July can be a hot, dry time to plant cover crops. Here are tips for successfully establishing cover crops this summer.
When nitrogen prices increase, many farmers look to alternatives. Frost seeding red clover into your wheat can reduce your nitrogen bill next summer, 2012. Unfortunately, it is too late to frost seed red clover. Now is the time to start preparing for your cover crop seeding following wheat harvest. Since wheat harvest is often in July, it gives farmers a large window to get their cover crops planted and growing.
The biggest detriment to successful cover crop establishment at this time of year is drought. It is not uncommon to have up to three weeks with no rain, and if moisture is limited, cover crops will not establish very well. Some farmers have overcome dry soils by using irrigation while others have tried slurry seeding cover crops with liquid manure. Both practices have shown positive responses.
Another approach to conserve moisture is to no-till drill a cover crop into wheat stubble. It is recommended that the field be weed-free prior to drilling. Therefore, you will most often need to control weeds with a burndown such as glyphosate prior to drilling.
If you do not use herbicides, a shallow tillage pass will control most weeds and allow the cover crops to outgrow newly germinated weeds. Shallow tillage will also conserve moisture in the soil as compared to deep tillage.
If a wheat herbicide was applied this year, be careful on what cover crops you plant. Very little research data exists on herbicide carryover and its effect on cover crops. The good news is MSU weed scientist Christy Sprague and her team are initiating a study sponsored by Project GREEEN to evaluate cover crop injury from herbicide carryover and should help answer these questions in the future.

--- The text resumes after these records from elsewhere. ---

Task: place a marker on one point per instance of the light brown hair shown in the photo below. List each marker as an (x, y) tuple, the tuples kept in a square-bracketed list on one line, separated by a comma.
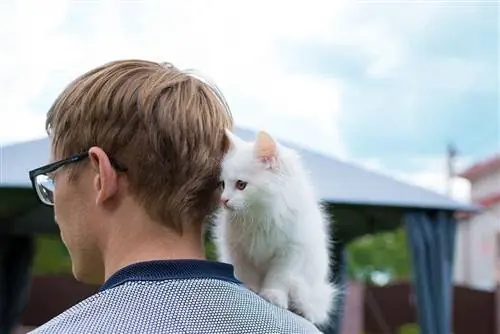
[(164, 125)]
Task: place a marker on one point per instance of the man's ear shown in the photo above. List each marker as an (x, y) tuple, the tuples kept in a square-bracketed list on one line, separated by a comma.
[(105, 177)]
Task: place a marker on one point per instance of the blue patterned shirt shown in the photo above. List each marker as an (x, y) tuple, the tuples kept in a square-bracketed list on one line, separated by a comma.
[(181, 296)]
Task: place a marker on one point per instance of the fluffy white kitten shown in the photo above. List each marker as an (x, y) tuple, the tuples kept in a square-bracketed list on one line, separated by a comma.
[(272, 229)]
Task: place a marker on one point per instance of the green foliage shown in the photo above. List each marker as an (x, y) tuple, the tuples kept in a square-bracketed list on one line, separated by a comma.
[(379, 253), (51, 256), (409, 329)]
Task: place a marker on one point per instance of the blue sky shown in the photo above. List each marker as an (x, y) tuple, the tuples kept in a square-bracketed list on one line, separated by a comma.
[(445, 89), (382, 84)]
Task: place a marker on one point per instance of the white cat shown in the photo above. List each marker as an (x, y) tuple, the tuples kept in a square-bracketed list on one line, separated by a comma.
[(272, 229)]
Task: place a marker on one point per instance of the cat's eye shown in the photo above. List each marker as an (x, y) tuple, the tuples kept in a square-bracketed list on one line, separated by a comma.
[(240, 185)]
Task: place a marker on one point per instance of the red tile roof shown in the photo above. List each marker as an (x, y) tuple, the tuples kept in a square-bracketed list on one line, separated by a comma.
[(481, 168)]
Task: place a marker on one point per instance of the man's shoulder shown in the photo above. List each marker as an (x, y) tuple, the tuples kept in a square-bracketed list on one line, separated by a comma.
[(177, 306)]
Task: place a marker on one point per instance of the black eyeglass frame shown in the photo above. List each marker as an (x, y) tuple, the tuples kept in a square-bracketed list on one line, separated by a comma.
[(52, 167)]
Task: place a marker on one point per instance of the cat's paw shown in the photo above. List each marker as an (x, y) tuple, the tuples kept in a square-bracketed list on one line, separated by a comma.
[(276, 297)]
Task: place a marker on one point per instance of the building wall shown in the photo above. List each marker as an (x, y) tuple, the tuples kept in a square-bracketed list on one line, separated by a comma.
[(487, 185), (477, 257)]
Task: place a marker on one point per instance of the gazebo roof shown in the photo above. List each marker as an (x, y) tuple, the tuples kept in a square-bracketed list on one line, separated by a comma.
[(336, 181)]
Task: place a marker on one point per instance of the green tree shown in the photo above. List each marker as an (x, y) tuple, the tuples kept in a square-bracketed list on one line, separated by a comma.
[(384, 254)]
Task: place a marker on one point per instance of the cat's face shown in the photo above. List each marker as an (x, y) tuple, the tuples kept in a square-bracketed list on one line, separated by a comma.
[(248, 173)]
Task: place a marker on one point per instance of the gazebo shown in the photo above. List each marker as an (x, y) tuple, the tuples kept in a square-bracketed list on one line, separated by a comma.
[(361, 202)]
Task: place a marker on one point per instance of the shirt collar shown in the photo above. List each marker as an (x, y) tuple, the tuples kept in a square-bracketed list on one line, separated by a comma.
[(171, 270)]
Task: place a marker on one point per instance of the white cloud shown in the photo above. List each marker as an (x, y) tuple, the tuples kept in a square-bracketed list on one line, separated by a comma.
[(431, 174), (46, 44), (235, 45)]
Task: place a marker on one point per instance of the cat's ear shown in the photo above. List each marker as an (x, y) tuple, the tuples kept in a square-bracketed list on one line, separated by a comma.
[(265, 149), (233, 139)]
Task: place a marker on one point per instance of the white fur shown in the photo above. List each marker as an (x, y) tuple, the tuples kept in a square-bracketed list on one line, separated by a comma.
[(274, 231)]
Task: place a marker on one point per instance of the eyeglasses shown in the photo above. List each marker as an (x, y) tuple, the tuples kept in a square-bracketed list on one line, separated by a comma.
[(43, 182)]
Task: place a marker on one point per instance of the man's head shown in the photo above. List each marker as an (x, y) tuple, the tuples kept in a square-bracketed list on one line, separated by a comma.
[(150, 138)]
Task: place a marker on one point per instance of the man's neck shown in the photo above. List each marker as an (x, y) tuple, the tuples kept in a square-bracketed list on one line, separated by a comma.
[(149, 241)]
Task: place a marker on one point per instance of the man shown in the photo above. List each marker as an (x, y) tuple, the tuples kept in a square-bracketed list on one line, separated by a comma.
[(136, 151)]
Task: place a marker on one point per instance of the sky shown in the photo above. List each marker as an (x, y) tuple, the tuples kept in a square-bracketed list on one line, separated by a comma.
[(383, 84)]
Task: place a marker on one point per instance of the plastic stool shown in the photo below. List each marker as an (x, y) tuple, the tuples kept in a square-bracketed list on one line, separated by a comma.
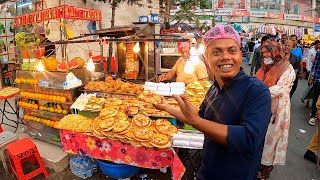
[(22, 151), (6, 137)]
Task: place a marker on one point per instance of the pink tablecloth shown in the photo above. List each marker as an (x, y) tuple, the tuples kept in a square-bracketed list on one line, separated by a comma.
[(118, 152)]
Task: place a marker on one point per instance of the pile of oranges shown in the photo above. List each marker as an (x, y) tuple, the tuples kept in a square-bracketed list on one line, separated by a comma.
[(40, 120), (46, 97), (26, 81), (29, 104)]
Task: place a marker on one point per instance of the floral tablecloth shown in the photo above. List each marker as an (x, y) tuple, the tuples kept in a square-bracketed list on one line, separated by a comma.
[(118, 152)]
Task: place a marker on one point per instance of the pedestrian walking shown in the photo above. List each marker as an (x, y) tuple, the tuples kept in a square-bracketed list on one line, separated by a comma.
[(278, 74)]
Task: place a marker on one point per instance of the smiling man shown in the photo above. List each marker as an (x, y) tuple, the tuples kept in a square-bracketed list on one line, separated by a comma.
[(234, 115)]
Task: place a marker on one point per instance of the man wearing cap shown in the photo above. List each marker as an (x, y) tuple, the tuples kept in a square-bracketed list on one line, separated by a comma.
[(234, 116), (50, 50)]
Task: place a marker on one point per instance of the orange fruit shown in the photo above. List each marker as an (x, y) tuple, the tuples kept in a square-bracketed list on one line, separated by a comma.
[(63, 99), (35, 106), (18, 81), (65, 112)]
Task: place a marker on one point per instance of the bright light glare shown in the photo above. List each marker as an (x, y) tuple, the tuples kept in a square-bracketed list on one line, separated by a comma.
[(136, 48), (201, 49), (189, 68), (40, 66), (90, 65)]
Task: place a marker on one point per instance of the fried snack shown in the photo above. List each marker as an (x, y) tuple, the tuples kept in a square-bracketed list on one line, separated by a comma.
[(107, 124), (75, 122), (108, 112), (162, 122), (122, 127), (160, 141), (166, 129), (141, 120), (144, 134), (117, 86)]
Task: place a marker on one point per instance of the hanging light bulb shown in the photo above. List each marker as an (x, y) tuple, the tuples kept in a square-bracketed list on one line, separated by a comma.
[(136, 48), (90, 65), (189, 68), (201, 49), (40, 66)]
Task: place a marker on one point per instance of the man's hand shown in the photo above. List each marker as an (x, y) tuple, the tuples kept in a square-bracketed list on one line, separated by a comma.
[(163, 77), (163, 105), (188, 110), (311, 81), (301, 74)]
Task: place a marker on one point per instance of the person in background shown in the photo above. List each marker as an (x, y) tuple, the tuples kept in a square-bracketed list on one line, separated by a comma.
[(251, 45), (311, 153), (50, 50), (294, 60), (256, 60), (297, 51), (278, 74), (314, 79), (199, 73), (307, 95), (284, 38), (234, 114)]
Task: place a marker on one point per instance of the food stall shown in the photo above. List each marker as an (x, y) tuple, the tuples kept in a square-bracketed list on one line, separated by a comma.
[(110, 117)]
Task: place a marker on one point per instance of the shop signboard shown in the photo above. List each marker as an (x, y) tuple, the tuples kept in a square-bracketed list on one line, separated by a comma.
[(280, 21), (258, 14), (231, 19), (224, 12), (231, 4), (295, 17), (308, 18), (274, 15), (240, 13), (317, 28)]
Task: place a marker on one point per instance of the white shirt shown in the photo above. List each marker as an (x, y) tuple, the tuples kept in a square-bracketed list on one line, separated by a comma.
[(310, 58)]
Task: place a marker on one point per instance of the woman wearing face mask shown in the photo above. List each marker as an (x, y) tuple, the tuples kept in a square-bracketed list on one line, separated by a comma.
[(278, 74)]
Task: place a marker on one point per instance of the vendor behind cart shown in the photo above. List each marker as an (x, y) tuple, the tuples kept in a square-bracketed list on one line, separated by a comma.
[(50, 50), (199, 73)]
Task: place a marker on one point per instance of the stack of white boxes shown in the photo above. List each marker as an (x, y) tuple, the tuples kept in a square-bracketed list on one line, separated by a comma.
[(165, 89)]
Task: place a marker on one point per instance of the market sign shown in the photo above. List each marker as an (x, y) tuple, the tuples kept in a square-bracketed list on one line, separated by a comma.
[(224, 12), (258, 14), (308, 18), (281, 21), (316, 28), (231, 4), (228, 12), (295, 17), (64, 11), (240, 13), (274, 15)]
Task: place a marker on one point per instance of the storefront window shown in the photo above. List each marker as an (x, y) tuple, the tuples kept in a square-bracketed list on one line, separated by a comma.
[(266, 5)]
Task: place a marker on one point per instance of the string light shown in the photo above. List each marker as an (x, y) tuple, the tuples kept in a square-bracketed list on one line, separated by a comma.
[(90, 65), (136, 48), (201, 49), (40, 66)]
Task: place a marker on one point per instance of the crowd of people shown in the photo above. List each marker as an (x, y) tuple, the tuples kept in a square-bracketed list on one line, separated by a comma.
[(246, 118)]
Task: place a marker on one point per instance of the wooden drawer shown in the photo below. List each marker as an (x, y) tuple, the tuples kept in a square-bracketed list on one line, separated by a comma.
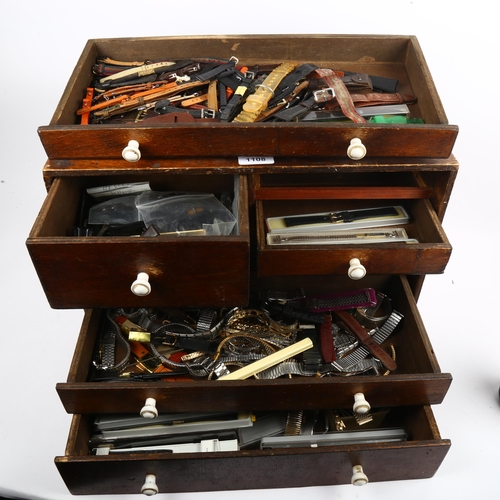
[(418, 379), (397, 57), (288, 195), (417, 458), (97, 271)]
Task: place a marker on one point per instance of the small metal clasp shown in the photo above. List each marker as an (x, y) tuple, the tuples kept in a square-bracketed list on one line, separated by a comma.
[(324, 95)]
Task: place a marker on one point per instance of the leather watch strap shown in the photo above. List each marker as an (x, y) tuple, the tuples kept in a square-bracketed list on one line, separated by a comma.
[(288, 84), (211, 73), (355, 328), (327, 346), (341, 93), (374, 99), (258, 101)]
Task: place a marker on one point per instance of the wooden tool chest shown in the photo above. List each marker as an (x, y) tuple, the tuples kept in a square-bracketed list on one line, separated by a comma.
[(310, 171)]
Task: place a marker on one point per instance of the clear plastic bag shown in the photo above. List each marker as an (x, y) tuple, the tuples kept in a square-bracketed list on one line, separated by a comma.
[(185, 213), (121, 210)]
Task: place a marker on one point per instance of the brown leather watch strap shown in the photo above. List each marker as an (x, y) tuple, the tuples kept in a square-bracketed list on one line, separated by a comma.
[(341, 93), (354, 327), (326, 343), (374, 99)]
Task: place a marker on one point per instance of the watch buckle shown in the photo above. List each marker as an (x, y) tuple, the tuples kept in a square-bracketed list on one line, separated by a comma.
[(324, 95)]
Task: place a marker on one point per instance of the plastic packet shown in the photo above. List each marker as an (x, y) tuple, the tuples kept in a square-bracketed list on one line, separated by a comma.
[(185, 213), (121, 210)]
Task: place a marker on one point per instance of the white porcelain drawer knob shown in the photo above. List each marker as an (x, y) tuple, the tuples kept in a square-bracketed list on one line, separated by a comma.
[(149, 409), (359, 478), (131, 152), (360, 405), (356, 270), (149, 488), (356, 149), (141, 285)]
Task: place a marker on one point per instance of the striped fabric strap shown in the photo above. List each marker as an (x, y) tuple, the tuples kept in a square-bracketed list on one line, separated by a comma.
[(341, 93)]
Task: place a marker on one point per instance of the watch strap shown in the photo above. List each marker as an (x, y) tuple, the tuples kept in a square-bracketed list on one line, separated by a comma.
[(258, 101), (355, 328), (341, 93)]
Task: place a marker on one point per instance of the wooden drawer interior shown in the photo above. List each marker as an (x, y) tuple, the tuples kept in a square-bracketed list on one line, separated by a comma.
[(418, 379), (105, 266), (397, 57), (416, 458), (281, 195)]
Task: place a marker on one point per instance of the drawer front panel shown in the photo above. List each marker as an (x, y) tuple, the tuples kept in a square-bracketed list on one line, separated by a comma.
[(417, 458), (396, 57), (98, 271), (418, 379)]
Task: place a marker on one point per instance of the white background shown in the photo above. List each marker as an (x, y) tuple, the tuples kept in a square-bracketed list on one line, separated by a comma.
[(40, 44)]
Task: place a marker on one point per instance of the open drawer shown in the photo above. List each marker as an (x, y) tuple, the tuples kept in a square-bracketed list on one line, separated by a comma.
[(418, 457), (398, 58), (98, 271), (417, 380), (322, 249)]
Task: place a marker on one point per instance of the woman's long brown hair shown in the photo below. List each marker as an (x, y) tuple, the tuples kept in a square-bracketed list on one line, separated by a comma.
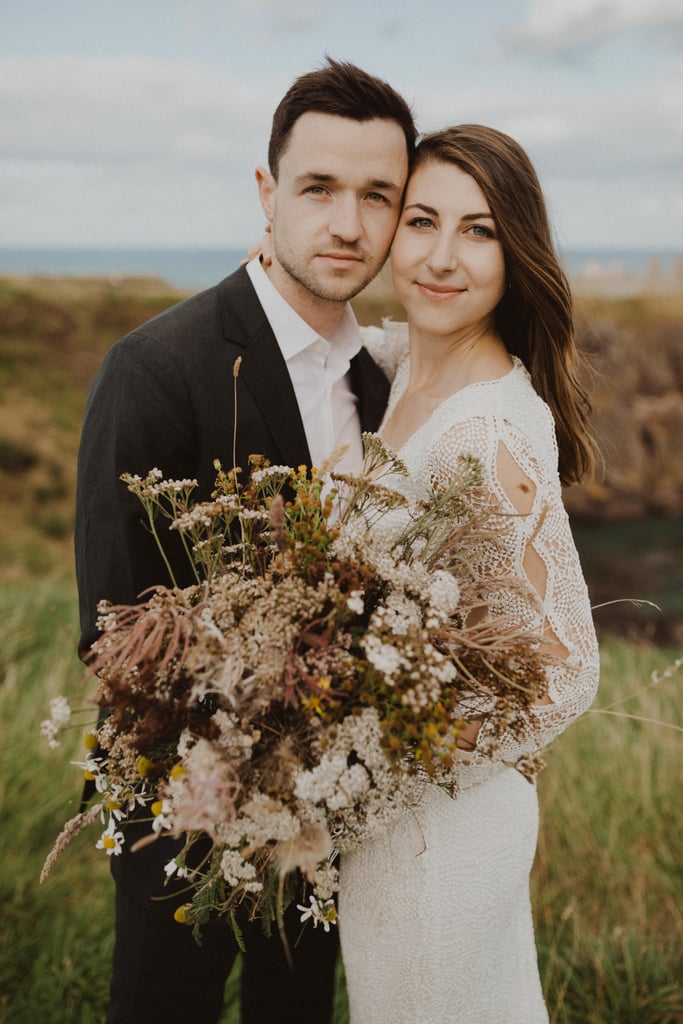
[(536, 316)]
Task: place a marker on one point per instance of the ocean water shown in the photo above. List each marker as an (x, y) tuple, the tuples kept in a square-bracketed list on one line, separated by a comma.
[(197, 268)]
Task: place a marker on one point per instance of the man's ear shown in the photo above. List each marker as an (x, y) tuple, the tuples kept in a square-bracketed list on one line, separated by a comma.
[(266, 192)]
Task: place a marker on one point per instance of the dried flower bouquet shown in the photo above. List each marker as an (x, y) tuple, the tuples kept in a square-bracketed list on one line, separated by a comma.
[(306, 687)]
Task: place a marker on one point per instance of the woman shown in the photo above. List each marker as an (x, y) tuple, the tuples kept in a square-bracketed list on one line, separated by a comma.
[(434, 912)]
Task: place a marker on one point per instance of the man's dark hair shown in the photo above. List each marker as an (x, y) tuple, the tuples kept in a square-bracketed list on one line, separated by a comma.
[(344, 90)]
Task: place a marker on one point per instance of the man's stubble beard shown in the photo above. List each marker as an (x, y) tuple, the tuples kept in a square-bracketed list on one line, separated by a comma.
[(309, 281)]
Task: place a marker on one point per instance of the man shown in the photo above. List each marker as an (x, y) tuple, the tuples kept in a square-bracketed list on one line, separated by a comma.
[(339, 158)]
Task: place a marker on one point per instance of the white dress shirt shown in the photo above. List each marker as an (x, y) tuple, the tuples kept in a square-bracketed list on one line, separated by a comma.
[(319, 372)]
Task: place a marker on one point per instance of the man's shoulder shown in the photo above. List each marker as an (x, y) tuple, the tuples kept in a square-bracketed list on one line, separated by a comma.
[(205, 310)]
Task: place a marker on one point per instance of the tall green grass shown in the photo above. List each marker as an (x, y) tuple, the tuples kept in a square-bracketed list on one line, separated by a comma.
[(607, 883)]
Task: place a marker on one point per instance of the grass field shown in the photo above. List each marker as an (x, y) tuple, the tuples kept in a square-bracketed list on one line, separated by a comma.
[(607, 883)]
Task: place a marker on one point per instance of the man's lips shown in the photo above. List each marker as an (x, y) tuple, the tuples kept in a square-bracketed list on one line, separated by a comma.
[(438, 293), (345, 257)]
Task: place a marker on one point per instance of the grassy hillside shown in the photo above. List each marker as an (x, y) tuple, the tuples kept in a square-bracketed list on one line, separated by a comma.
[(607, 883), (53, 334)]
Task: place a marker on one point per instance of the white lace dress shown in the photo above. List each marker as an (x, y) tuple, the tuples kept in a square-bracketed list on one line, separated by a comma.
[(434, 911)]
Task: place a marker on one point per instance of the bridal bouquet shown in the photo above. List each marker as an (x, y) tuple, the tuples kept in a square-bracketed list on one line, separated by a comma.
[(307, 685)]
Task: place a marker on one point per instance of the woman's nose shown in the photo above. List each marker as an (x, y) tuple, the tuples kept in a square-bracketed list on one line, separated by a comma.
[(443, 256)]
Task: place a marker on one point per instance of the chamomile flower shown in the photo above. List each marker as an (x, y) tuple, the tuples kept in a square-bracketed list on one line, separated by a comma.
[(319, 911), (111, 841)]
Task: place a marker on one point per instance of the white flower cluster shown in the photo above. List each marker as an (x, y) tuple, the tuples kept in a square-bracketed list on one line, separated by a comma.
[(59, 717)]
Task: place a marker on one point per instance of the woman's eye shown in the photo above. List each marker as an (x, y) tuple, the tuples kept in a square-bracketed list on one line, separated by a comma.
[(480, 231)]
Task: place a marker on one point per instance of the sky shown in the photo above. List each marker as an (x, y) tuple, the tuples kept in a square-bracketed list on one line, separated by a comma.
[(139, 124)]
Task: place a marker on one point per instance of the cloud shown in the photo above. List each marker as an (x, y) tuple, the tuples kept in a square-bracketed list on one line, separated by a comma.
[(569, 26), (105, 151)]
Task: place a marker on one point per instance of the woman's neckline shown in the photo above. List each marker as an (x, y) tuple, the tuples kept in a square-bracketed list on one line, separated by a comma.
[(516, 363)]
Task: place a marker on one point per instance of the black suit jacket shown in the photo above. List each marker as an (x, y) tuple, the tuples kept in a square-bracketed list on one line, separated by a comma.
[(164, 397)]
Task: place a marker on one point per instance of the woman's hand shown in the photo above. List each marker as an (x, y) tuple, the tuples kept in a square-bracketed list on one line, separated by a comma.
[(262, 249)]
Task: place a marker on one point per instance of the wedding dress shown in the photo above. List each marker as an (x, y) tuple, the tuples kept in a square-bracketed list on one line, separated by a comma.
[(434, 912)]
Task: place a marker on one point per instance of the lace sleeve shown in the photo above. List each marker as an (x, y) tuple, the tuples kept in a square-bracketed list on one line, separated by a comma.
[(388, 345), (537, 548)]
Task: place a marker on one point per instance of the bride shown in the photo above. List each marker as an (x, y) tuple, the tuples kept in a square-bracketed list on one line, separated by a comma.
[(434, 915)]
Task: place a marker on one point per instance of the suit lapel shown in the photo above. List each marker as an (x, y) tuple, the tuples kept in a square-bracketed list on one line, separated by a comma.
[(263, 370), (264, 373)]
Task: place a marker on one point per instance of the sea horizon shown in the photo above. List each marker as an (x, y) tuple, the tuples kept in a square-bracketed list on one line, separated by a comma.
[(198, 267)]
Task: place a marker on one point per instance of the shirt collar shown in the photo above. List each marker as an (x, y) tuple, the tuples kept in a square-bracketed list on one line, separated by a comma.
[(293, 334)]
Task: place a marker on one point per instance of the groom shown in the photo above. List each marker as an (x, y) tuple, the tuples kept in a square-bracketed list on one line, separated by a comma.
[(339, 156)]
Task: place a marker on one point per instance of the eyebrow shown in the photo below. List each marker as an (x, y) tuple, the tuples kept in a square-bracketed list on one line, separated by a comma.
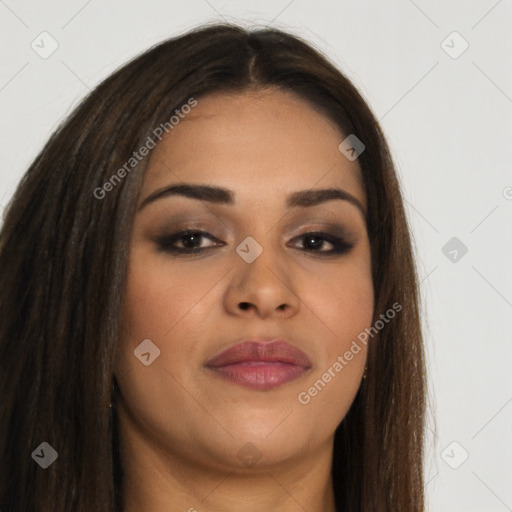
[(220, 195)]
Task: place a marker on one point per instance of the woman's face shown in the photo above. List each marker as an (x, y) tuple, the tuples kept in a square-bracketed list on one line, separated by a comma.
[(256, 277)]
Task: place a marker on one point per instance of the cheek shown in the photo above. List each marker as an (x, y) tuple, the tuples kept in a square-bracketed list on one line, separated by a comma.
[(159, 295)]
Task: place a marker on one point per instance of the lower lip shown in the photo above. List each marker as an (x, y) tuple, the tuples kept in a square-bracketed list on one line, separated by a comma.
[(260, 375)]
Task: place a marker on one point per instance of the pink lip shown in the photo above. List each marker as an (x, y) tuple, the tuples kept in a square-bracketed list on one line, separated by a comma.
[(260, 365)]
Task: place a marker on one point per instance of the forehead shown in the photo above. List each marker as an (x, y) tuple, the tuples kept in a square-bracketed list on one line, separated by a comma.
[(258, 144)]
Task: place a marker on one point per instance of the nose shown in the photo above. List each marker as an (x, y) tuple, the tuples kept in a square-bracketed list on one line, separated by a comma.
[(264, 287)]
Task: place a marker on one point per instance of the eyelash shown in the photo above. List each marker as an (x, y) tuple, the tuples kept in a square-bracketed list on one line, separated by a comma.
[(166, 243)]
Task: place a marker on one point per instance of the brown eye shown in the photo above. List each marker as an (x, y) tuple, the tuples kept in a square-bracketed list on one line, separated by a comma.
[(316, 239), (190, 241)]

In 2003 Kurt Thelen and I wrote a bulletin titled, “No-till drilling cover crops after wheat harvest and their influence on next season’s corn (E-2897).” We compared oilseed radish, hairy vetch, crimson clover and soybeans to a no cover crop control. In this study, anytime a cover crop was used, weeds were dramatically reduced. Two cover crops that provide significant nitrogen are hairy vetch (101 lbs/A) and crimson clover (68 lbs/A), determined by a Pre-sidedress Nitrate Test (PSNT). All cover crops except soybean resulted in higher corn yields as compared to a control. For detailed information you can purchase bulletin E-2897 from the Michigan State University Extension Bookstore.
Planting cover crops after wheat harvest can improve soil, reduce erosion and provide nitrogen for next year’s crop.
If you are looking for nitrogen, you could seed legume cover crops such as crimson clover, hairy vetch (which can become a weed), red clover and Austrian winter pea. Remember to inoculate your legume seed. Grass cover crops such as oats and annual ryegrass scavenge nitrogen in the soil that was not used by the wheat crop. Oilseed radish and the mustards also serve as nitrogen scavengers and have become very popular recently.
If the conditions are not right and your seeding is delayed into September, then winter annual grass species such as cereal rye should be the cover crop of choice.